Christmas MicroHistories 3: Shoes

This is the THIRD of our special Christmas-themed micro-histories in which we will embrace the task of demonstrating how an unexpected subject not only has a history but is massively important and interesting - in just 15 minutes! We will start with a shared example and then have just five minutes each to make a case for an interesting history on that very unexpected subject. Contributions will be rigorously timed and you - dear listeners - will get to vote on SM on what YOU think was the most interesting fact you heard today.

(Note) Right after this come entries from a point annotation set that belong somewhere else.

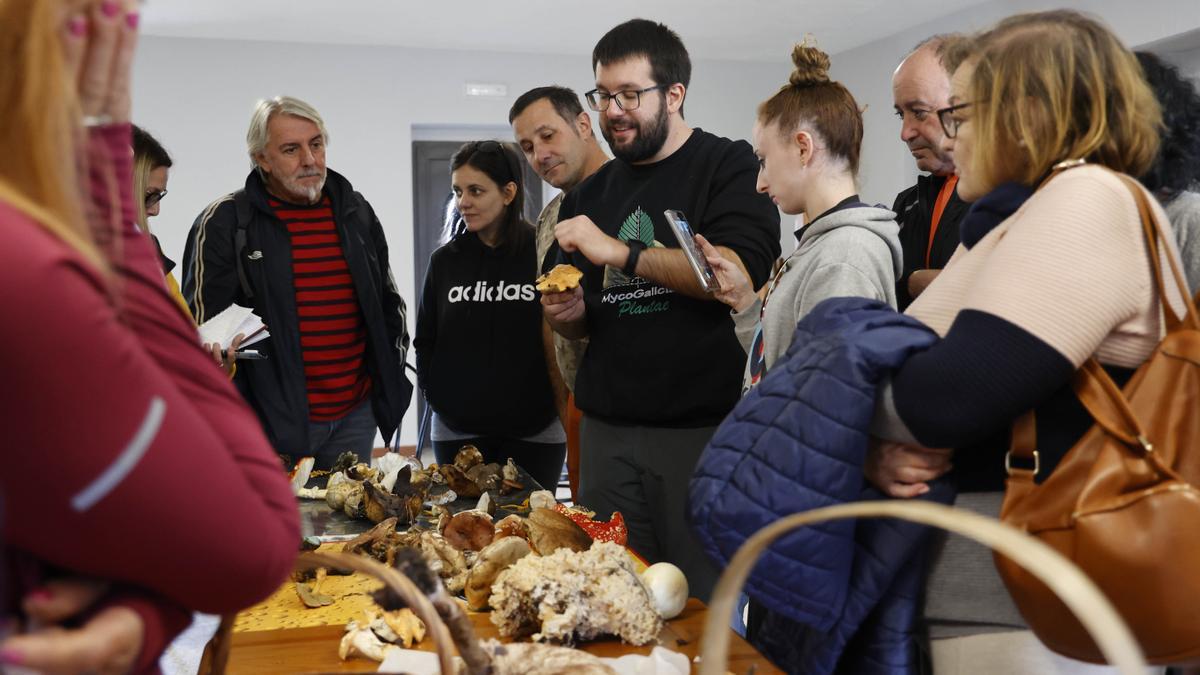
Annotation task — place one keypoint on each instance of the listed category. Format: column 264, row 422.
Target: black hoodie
column 479, row 346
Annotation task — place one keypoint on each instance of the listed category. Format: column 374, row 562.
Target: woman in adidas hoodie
column 479, row 345
column 808, row 139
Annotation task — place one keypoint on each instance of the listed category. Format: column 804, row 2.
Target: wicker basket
column 1062, row 577
column 1075, row 590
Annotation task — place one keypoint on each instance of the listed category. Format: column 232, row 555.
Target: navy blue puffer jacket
column 797, row 442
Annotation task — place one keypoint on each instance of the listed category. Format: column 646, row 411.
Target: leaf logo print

Today’s topic is SHOES - nothing quite says Christmas like shoes! - Shoes were not simply a noxious deterrent for evil sprites at Christmas time, but a precursor to the now customary stockings as receptacles for yuletide gifts. Earlier depictions of St Nicholas associate him with dropping gold coins down the chimney, which in sixteenth-century Holland similarly led to the tradition of children placing their shoes on the hearth on the eve of the Feast of St Nicholas, awaking in the morning to find them filled with present and sweets. In Italian folklore an old woman named Befana (sometimes referred to as the ‘Christmas Witch’) delivered gifts to children on the eve of Epiphany (6 January) slipping them into shoes left by the fireplace. These earlier chimney-related European traditions no doubt passed into usage in the US through patterns of migration: the spread of Christmas traditions is of course intimately linked with the spread of people around the globe.! Who knew! Shoes are of course all about the politics of sneakers, via the brilliant Public Enemy's 'politics of the sneaker pimps' track on their album He Got Game, and of course it's all about the French Revolution and the banishment of high heels! Who knew!